Blog

Posted 2006/05/21

Tycho file swarm test

As part of the benchmarking process I have fixed some performance issues with the Tycho swarm file distribution software.

In some circumstances the HTTP send code in the Tycho mediator would send messages serially to other mediators. This limited the overall bandwidth usage of the swarm to the bandwidth of the seed peer. This is exactly what file swarms are supposed to avoid, each new peer should contribute more bandwidth to the swarm.

I altered the send method to a threaded implementation and as predicted this corrected the problem. Below is a graph comparing the time to publish a single file from holly to the nodes of the cluster using first the HTTP protocol (Apache) and the Tycho software . We vary the size of the file and number of nodes we publish to and measure the average time to distribute the file.

You can clearly see that the additional time for each extra node using Tycho is less than when using HTTP (look at the gradient of the lines).
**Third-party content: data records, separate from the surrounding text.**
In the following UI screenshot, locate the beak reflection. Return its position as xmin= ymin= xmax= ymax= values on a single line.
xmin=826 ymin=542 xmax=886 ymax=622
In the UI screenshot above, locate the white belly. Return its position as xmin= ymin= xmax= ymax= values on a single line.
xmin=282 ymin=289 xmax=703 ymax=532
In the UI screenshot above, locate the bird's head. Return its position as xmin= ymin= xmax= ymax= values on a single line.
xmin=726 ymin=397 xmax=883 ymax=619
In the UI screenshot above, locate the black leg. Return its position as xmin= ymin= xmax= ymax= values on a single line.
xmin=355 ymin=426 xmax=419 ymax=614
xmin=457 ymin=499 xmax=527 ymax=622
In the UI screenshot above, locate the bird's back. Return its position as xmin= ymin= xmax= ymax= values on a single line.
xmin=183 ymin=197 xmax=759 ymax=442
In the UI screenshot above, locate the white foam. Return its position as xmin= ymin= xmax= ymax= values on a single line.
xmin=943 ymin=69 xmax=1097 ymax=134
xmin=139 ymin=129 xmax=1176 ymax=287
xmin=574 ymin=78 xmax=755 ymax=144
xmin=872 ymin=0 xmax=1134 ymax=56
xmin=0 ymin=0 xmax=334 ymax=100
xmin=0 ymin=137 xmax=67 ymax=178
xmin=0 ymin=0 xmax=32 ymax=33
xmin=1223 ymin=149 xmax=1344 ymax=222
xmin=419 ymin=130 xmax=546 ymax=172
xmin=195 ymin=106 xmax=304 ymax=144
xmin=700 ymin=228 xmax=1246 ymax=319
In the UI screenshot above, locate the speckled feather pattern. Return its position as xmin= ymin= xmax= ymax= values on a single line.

A problem we have is that the bandwidth of the Ethernet network is high enough that for smaller message sizes we do not have enough nodes to saturate the network. We either need lower bandwidth or more nodes (and it us unfair to run more than one client per node).

For this reason we have shelved the tests until we have access to a machine with more nodes (such as the new one at Reading).

I have moved to pretty much full time writing up using the W2 wiki. The initial focus is the review chapter (the hardest).